The intention of the parties in respect to the width of the right of way does not appear on the face of the writing, and it was hence competent to remove the ambiguity by admitting parol evidence of their contemporaneous acts and negotiations, so as to apply the contract to the subject-matter, and ascertain their intention as regards the particular right of way mentioned. This was not in violation of the well settled rule which forbids that a plain and unambiguous contract be varied, added to or contradicted by parol. Singer Manf’g Co. v. Forsyth,. 108 Ind. 334, and cases cited.

The right of way having been granted without fixed or •defined limits, there was no other way of arriving at the intention of the parties except to resort to their acts and declarations preliminary to, and while they were engaged in making the actual location of the undefined right-of way.

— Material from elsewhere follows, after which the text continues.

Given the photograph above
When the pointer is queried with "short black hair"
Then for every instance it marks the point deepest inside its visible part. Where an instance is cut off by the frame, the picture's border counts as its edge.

Thus, in Jennison v. Walker, 11 Gray, 423, Bigelow, J., speaking of the principle which rules this case, said: “ Where an easement in land is granted in general terms, without giving definite location and description to it, so that the part of the land over which the right is to be exercised can not be *360definitely ascertained, the grantee does not thereby acquire a right to use the servient estate without limitation as to the place or mode in which the easement is to be enjoyed. "When the right granted has been once exercised in a fixed and defined course, with the full acquiescence and consent of both parties, it can not be changed at the pleasure of the grantee.” “ This rule,” said the same learned judge, “ rests on the principle that where the terms of a grant are general or indefinite, so that its construction is uncertain and ambiguous, the acts of the parties, contemporaneous with the grant, giving a practical construction to it, shall be deemed to be a just exposition of the intent of the parties.” Onthank v. Lake Shore, etc., R. R. Co., 71 N. Y. 194; Wynkoop v. Burger, 12 Johns. 222; Bannon v. Angier, 2 Allen, 128.

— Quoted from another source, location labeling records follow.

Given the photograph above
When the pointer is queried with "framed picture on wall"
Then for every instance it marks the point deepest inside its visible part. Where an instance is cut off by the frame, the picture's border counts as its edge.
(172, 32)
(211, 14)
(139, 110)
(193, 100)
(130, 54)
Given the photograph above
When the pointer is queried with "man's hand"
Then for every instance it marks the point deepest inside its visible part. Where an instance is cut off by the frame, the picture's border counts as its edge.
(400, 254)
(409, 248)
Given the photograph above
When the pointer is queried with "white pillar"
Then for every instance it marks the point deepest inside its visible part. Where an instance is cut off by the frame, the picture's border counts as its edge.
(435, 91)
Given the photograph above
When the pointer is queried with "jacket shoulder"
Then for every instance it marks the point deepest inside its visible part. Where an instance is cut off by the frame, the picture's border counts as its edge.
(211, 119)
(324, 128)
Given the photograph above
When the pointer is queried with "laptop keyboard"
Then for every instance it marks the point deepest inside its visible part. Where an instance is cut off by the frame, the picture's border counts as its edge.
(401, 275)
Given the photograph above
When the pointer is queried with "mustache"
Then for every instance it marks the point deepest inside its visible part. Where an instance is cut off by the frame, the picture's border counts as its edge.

There would be force in the argument by which counsel seeks to maintain that, in the absence of a defined width, it must be conclusively presumed that a right of way six rods wide was intended, if the statute required that a railroad company should always and in every instance lay out its road the width above specified. A legal presumption would then arise that by the grant of a “right of way” it was intended to grant such a one as the law defined, and the rule would apply which holds that words imported into a contract by law are as unassailable by parol as if they had been written in by the parties. Snow v. Indiana, etc., R. W. Co., 109 Ind. 422 ; Smythe v. Scott, 106 Ind. 245.

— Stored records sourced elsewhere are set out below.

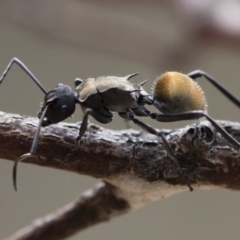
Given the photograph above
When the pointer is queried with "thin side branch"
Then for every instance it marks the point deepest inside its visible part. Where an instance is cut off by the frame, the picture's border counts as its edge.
(134, 165)
(93, 206)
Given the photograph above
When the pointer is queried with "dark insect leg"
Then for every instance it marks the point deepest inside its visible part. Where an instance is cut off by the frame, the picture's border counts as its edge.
(191, 115)
(25, 69)
(198, 73)
(158, 133)
(82, 130)
(32, 151)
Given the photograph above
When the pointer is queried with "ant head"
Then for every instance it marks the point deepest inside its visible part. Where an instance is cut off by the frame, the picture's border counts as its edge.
(174, 92)
(77, 82)
(144, 97)
(61, 102)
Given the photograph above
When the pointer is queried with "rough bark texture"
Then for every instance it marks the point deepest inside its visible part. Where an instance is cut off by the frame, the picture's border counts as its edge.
(134, 164)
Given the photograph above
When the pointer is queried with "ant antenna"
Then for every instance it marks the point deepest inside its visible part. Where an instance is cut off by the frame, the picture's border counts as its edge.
(198, 73)
(25, 69)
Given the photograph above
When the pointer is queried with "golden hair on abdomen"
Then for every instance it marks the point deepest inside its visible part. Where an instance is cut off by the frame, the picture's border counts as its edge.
(174, 92)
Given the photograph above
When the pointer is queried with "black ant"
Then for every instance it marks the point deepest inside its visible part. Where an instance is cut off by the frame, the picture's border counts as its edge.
(101, 96)
(97, 97)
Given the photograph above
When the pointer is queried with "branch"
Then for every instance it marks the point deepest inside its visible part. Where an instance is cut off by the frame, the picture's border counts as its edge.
(134, 165)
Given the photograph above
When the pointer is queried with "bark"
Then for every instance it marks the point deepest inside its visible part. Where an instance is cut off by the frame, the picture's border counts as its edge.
(134, 166)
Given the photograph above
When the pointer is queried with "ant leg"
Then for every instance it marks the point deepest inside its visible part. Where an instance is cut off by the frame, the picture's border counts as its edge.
(192, 115)
(25, 69)
(198, 73)
(158, 133)
(32, 151)
(82, 130)
(104, 116)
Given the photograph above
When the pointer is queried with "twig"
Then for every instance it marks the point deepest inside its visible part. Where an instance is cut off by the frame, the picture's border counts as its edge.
(134, 165)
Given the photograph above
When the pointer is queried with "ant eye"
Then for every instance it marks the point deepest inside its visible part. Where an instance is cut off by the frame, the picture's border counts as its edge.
(64, 108)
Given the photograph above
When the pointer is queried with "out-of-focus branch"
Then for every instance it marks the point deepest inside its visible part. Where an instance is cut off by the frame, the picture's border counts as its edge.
(93, 206)
(110, 28)
(135, 166)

But the law does not define what shall constitute a right of way, nor has the phrase “ right of way,” as to its extent, any fixed legal meaning. The width of a right of way for a railroad, like any other easement, is, therefore, a subject of contract, and, when the contract is general or ambiguous, the intention of the parties must be ascertained in the manner already indicated. It was therefore proper to aver and prove the contemporaneous acts and declarations of the parties.

It is claimed that Indianapolis, etc., R. W. Co. v. Rayl, 69 Ind. 424, Prather v. Western Union Tel. Co., 89 Ind. 501, *361and Campbell v. Indianapolis, etc., R. R. Co., 110 Ind. 490, support the contention of the appellant in the present case. We entertain a different view of these decisions. They decide, in effect, that where a railroad company enters upon land and takes possession of, and occupies a right of way of the full width authorized by law, or by its charter, no limitation upon its right to do so appearing, it will be conclusively presumed that it appropriated the lands so occupied or taken possession of to the full width allowed by law. This is the correct doctrine, and is in accord with our holding in the present case.

Filed Dec. 15, 1888.

There was no error in admitting evidence to show that the railroad company contracted for and occupied a right of way forty feet in width on either side of the plaintiff’s farm.

The judgment is affirmed, with costs.